On a measured win, flip the experiment-prefixed canary's `--speculative-config`
(`specdec-presets.sh` renders the line). Set `champion_draft` in service-state. On a
loss, keep the standing config and report why. Either way, publish the campaign:
`perf_tune_report_campaign_init --experiment-id <run-id> --focus latency` ->
`cell_run` (at the profile's `bench_shapes`) -> `atlas_aggregate` ->
`dcgm_correlate` (raises `sol_rigor` to L3) -> `report_render` -> `publish_to_lake`.
Record `campaign=<id>` + `s3://perf-lake/...` in SOURCE.md/summary.md.

### Mode: controller (graduation seam -- NOT v1)
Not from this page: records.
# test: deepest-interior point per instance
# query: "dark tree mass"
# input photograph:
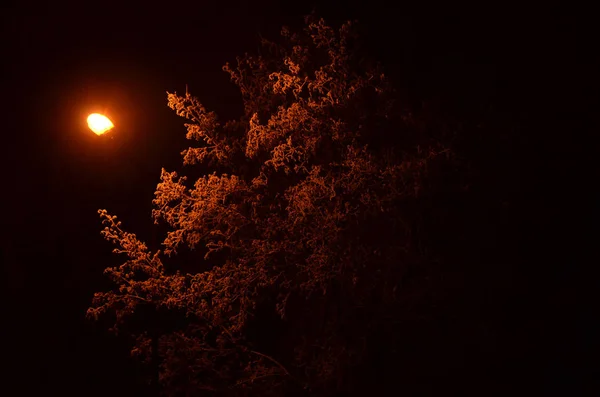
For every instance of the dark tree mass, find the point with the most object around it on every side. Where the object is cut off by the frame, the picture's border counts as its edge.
(306, 239)
(359, 204)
`--mode controller` is a documented stub for the deployed-service evolution: a
long-running loop that periodically re-profiles live traffic, compares
`last_profile_sha256` to detect drift, retrains + re-A/Bs on drift, and auto-promotes on
a win -- plus the dynamic runtime fallback (disable spec-dec when the live
`spec_decode_*` acceptance drops). v1 implements only `oneshot`, `controller` reuses
Phases 1-5 verbatim driven by a controller Deployment reading/writing
`service-state.json`. Implementing the Deployment + fallback engine policy is the
separate "(b) deployed controller" track.

## Verdict rigor (DRAFT vs VERDICT)

Training `acc_0` is a training-time signal, not a serve verdict. The promote/no-promote
claim is the Phase-4 serve acceptance + TPOT A/B: DRAFT unless same-node + >=3 trials +
metric-isolated (median TPOT/ITL) + matching `cudagraph_mode` + a
production-representative baseline (the standing config, e.g. MTP K=3 -- never an eager
strawman). The Phase-5 campaign publishes with the honest `verdict_tier`.

## Safety

- **Scheduling (plain K8s OR Slurm-on-K8s)** -- the serving canary is rendered for whichever the loop
  detects (override with `--scheduler default|slurm`): plain K8s uses `default-scheduler` +
  `nvidia.com/gpu`. Slurm-on-K8s uses the Slurm `schedulerName` + the `slurm.example.com/lock`
  toleration, same-node-pinned to a `pin-node.sh`-verified-idle node (a bare `nodeSelector` to a
  non-idle node loops on NodeAffinity under the Slurm scheduler). TRAINED-method Slurm jobs
  (eagle3/dflash) submit-and-queue and never preempt serving. Preflight an idle node first.
- **Standing config stays until a measured win** -- the served `--speculative-config`
  is not changed until the Phase-4 A/B shows a real acceptance + TPOT win under cudagraph.
- **Capture-correctness gate** -- never launch a full re-capture/retrain until the
  `--probe-logits` probe passes. A broken capture costs days of wasted training.
- **Experiment isolation** -- canary + draft-staging objects experiment-prefixed +
  `experiment=<id-slug>`. Teardown by label, PV last. Never touch standing deploy names.
- **Local/fork only** -- no upstream PR / external posting without explicit per-turn
  operator approval.

## Source-of-truth references

- **v1 loop components:** `specdec-loop.sh` (the loop), `specdec-decide.py` (GO/NO-GO gate),
  `canary-arm.yaml` (A/B arm), `specdec-presets.sh` (config rendering).
- [`inference-workload-profile`](/plugins/profile-and-optimize/skills/inference-workload-profile/SKILL.md) -- Phase 1/2 (profile + corpus).
- [`inference-spec-decode-train`](/plugins/profile-and-optimize/skills/inference-spec-decode-train/SKILL.md) -- Phase 3 (SpecForge train). Its capture-correctness + serve-wiring gates are the ones this loop encodes.
- [`inference-model-optimize`](/plugins/profile-and-optimize/skills/inference-model-optimize/SKILL.md) -- the parent orchestrator whose Phase 6/7 this loop makes adaptive + repeatable.
- [`inference-aa-workload`](/plugins/profile-and-optimize/skills/inference-aa-workload/SKILL.md) -- the AA-shape profile source.

## Contact

Open an issue in this repository.

## Full-context reporting (no bare numbers)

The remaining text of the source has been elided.